Abstract: Predictors of Length of Hospital Stay Using a National Sample of Emerging Adult Patients with Psychotic Disorders (Society for Social Work and Research 20th Annual Conference - Grand Challenges for Social Work: Setting a Research Agenda for the Future)

615P Predictors of Length of Hospital Stay Using a National Sample of Emerging Adult Patients with Psychotic Disorders

Schedule:
Sunday, January 17, 2016
Ballroom Level-Grand Ballroom South Salon (Renaissance Washington, DC Downtown Hotel)
* noted as presenting author
George J. Unick, PhD, MSW, Associate Professor, University of Maryland at Baltimore, Baltimore, MD
Melissa L. Bessaha, MA, LMSW, Graduate Research Assistant, University of Maryland at Baltimore, Baltimore, MD
Charlotte Lyn Bright, PhD, MSW, Associate Professor, University of Maryland at Baltimore, Baltimore, MD
Background and Purpose

Schizophrenia is a disabling disorder with typical onset during emerging adulthood.  Emerging adults (EAs) with schizophrenia have impairment in important developmental domains including: residential/financial independence, educational attainment, and romantic relationships. EAs have the lowest rates of insurance coverage and consequently the lowest rates of behavioral health care access. The 2010 Patient Protection Affordable Care Act (ACA) could reduce barriers to behavioral health services for EAs, thereby increasing community care and reducing acute psychiatric care. However, little work has been done to document pre-ACA trends in acute psychiatric use by EAs.  This study will document regional differences in rates of EA acute psychiatric care use, an important behavioral system indicator, in the years 2002 to 2011 in a nationally representative sample. We will also examine the relationship between patient-level characteristics, insurance source, and hospital-level characteristics on the length of hospitalization among EA patients. These analyses will provide important context for understanding how implementation of ACA affects acute psychiatric care use in EAs. 

Methods: 

EA patients, aged 18 – 29, with a primary diagnosis of psychotic disorders (n = 149,521) were drawn from the 2002 – 2011 Nationwide Inpatient Sample (NIS). Generalized estimating equations (GEE) with negative binominal distributions and log links were used to estimate regression models. The dependent variable was length of stay; independent variables included patient-level characteristics (age, sex, race, and problem severity), payer source, and hospital-level characteristics (geographic region, location, control or ownership, teaching status, and bed size).  The nationally representative survey design and census data were used to construct rates of hospitalization for EAs in four U.S. geographic regions.

Results: 

Mean rate of hospitalization was 140 per 100,000 age-adjusted population. Rates differed dramatically by region with the Northeast having a rate of 219 per 100,000, while the Midwest, South and West had rates of 167, 112, and 122 per 100,000, respectively. Longer hospital stay was associated with being Asian and Native American versus white; higher versus lower severity of illness; and use of Medicaid and Medicare versus private insurance. Hospital characteristics associated with longer hospital stay included larger versus smaller bed size, urban versus rural location, Northeast region versus all other regions, and public versus private hospital ownership. 

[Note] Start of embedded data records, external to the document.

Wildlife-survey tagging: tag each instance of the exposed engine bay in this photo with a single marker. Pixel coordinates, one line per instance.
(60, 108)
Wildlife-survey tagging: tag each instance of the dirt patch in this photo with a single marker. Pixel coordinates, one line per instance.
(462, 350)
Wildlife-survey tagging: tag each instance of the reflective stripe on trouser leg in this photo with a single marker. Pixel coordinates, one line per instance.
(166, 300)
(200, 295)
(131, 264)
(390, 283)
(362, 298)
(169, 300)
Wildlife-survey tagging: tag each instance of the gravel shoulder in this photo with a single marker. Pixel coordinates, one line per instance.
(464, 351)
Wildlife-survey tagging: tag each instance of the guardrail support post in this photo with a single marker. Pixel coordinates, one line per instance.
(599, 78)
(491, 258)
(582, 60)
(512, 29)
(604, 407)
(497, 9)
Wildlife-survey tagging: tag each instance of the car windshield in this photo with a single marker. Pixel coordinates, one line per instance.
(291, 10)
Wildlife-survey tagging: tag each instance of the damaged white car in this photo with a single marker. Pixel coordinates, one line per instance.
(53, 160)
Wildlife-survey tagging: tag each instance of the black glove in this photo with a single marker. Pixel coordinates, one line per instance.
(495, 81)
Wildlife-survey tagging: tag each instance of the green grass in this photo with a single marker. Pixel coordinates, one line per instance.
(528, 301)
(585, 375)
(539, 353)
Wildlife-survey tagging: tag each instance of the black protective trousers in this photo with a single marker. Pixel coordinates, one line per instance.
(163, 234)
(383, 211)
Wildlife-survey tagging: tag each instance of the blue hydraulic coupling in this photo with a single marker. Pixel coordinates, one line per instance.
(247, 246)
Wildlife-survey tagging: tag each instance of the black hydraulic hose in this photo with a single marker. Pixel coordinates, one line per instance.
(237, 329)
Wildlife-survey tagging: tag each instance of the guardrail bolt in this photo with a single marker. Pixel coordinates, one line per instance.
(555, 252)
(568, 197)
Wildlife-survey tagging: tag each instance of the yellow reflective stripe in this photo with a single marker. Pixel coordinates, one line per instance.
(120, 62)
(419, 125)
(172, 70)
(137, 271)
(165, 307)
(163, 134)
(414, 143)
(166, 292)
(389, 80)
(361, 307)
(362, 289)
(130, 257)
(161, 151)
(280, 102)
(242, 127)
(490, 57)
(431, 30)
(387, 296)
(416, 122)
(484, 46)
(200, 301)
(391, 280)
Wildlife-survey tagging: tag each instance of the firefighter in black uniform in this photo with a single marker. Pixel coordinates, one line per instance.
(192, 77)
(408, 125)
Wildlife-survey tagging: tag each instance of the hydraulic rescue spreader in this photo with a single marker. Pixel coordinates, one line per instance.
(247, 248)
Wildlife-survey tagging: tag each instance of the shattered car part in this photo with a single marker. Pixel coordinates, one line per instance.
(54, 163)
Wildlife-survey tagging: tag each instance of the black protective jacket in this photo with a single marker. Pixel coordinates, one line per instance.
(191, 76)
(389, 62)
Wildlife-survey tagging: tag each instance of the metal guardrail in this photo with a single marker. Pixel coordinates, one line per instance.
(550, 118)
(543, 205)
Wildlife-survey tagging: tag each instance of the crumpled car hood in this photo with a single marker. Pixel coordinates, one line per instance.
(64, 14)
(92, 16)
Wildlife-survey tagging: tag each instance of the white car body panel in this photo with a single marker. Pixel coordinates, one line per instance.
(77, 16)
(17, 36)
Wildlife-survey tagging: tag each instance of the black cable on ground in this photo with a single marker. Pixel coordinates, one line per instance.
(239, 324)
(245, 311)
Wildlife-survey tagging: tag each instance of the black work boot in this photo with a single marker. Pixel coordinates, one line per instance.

Conclusions and Implications

Findings suggest strong regional and payer source differences in the use of hospitalization to treat mental illness. Particularly interesting are the higher rates and longer lengths of hospitalizations among EAs in the Northeast. These findings have implications for social work policy and practice.  With ACA implementation and expanded Medicaid, social workers may see increased acute care use for psychiatric disorders among EAs. Policy considerations include responding to regional differences in length of stay.  Future research should investigate the appropriateness of acute care service use from an overuse (Northeast) and underuse (South) perspective.  Furthermore, public payers and hospitals had longer hospital stay in these restrictive settings, suggesting either underfunding of public community care resources or excessive cost cutting by private providers.  These analyses raise important questions for understanding how the ACA affects EAs’ acute care use.